Erasme mourut de chagrin à Basle, le 12 juillet 1536. Il étoit né à Rotterdam, l’an 1467. Sa naissance passa toujours pour suspecte, & fit tenir à ses ennemis beaucoup de propos ridicules. On voit encore, à Basle, dans un cabinet qui excite la curiosité des étrangers, son anneau, son cacher, son épée, son couteau, son poinçon, son testament écrit de sa propre main, son portrait par le célèbre Holben, avec une épigramme de Théodore de Beze. La pointe de cette épigramme tombe sur ce que le peintre n’a représenté Erasme qu’à demi corps* :

Vois la moitié d’Erasme, en tous lieux si connu.
Pourquoi pas tout entier ? Me le demandes-tu !
Plus il est grand, & plus il faut qu’on le resserre.
Il s’étend au-delà des bornes de la terre.
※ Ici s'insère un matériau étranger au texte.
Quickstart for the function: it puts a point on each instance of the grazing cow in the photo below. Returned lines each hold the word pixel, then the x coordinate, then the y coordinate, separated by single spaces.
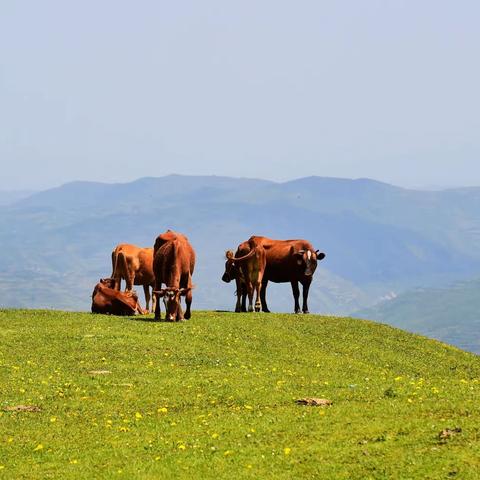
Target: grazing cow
pixel 250 269
pixel 291 261
pixel 135 265
pixel 173 265
pixel 107 300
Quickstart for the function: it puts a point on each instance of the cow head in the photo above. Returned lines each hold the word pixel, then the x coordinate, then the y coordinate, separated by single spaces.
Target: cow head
pixel 108 282
pixel 307 260
pixel 171 299
pixel 230 267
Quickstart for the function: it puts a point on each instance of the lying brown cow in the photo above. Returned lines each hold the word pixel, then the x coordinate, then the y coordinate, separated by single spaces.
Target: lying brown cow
pixel 249 270
pixel 135 265
pixel 107 300
pixel 173 265
pixel 291 261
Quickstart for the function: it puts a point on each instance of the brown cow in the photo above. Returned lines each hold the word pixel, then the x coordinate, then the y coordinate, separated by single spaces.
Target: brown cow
pixel 249 272
pixel 135 265
pixel 233 272
pixel 173 265
pixel 291 261
pixel 107 300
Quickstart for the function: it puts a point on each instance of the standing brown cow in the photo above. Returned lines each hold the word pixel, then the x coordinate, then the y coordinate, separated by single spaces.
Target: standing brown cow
pixel 173 265
pixel 135 265
pixel 291 261
pixel 249 270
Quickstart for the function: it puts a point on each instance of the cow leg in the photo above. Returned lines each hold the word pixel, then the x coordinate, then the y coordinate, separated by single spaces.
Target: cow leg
pixel 146 291
pixel 158 313
pixel 263 296
pixel 180 315
pixel 240 297
pixel 188 302
pixel 250 296
pixel 258 289
pixel 129 282
pixel 244 297
pixel 306 288
pixel 296 295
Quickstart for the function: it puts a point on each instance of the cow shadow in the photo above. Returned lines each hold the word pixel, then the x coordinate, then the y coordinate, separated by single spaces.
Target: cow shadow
pixel 143 318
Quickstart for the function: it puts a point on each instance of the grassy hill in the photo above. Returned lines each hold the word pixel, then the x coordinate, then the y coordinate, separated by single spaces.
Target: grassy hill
pixel 215 398
pixel 451 314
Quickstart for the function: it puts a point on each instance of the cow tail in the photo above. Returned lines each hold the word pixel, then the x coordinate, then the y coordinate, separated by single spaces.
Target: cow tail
pixel 122 265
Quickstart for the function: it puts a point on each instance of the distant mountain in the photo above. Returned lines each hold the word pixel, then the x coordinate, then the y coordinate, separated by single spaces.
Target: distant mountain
pixel 450 314
pixel 378 238
pixel 8 197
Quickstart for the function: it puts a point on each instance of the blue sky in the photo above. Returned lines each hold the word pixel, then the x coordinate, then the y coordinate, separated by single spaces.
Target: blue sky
pixel 116 90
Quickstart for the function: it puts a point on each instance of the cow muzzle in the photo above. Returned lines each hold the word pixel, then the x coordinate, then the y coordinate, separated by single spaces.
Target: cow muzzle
pixel 226 278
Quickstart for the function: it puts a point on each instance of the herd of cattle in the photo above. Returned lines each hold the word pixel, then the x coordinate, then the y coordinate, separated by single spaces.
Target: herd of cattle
pixel 168 267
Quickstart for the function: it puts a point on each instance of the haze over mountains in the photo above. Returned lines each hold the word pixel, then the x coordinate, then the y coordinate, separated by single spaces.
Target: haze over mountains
pixel 381 241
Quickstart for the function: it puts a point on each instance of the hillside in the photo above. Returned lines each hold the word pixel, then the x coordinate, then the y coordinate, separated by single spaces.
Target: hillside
pixel 215 398
pixel 378 238
pixel 451 314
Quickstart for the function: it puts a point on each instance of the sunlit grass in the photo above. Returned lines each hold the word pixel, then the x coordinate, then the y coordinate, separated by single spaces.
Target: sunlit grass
pixel 214 397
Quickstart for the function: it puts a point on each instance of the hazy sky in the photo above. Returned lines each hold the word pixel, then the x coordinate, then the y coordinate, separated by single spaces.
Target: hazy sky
pixel 115 90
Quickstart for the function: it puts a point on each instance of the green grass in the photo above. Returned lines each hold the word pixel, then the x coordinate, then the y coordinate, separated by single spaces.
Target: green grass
pixel 215 398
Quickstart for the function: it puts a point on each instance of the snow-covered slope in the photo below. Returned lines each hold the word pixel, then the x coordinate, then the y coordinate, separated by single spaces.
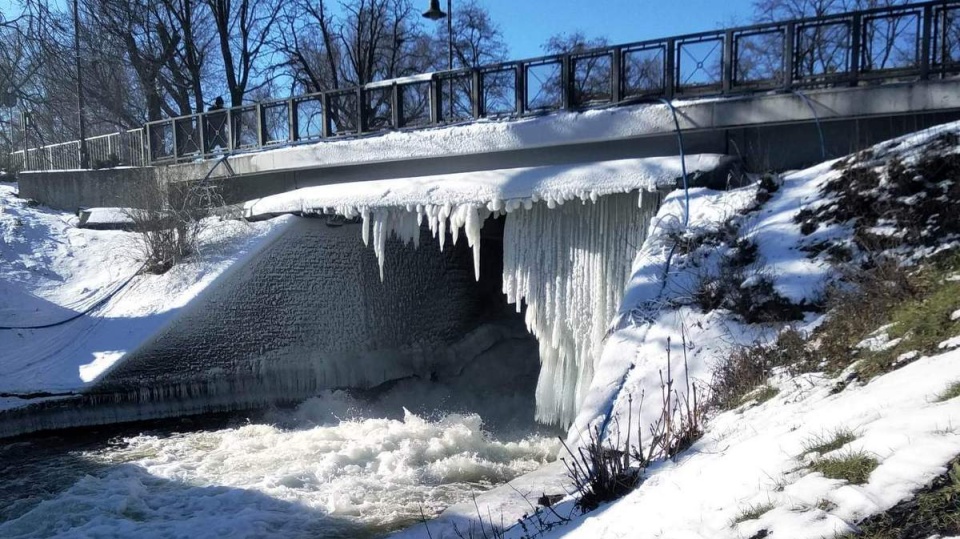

Jules Scaliger, en se glorifiant de montrer comment il sçavoit tirer raison de ses ennemis, crut que la mort d’un homme, tel qu’Erasme, lui donneroit une nouvelle considération. Il avoit déjà fait périr de même, par le glaive de la satyre, Jérôme Cardan. Il s’étoit néanmoins donné les airs de le pleurer, & il pleura encore Erasme. Il feignit de regretter la perte que faisoit en lui la littérature.

Cependant, les principaux soutiens de la secte Cicéronienne triomphoient. Le chef du parti contraire étoit abbatu. Leur opinion commença à prévaloir dans les esprits. Après avoir été long-temps réleguée en Italie, elle gagna plusieurs états, & principalement la France. Les Muret, les Longueil, les Cossart, les Jouvenci ont adopté le stile périodique & nombreux de Cicéron. On voit, par les ouvrages des plus grands Latinistes du siècle passé, que ce stile a toujours été le plus en recommandation. On accusoit même de précieux & d’afféterie ridicule tout ce qui n’étoit pas écrit de cette grande manière.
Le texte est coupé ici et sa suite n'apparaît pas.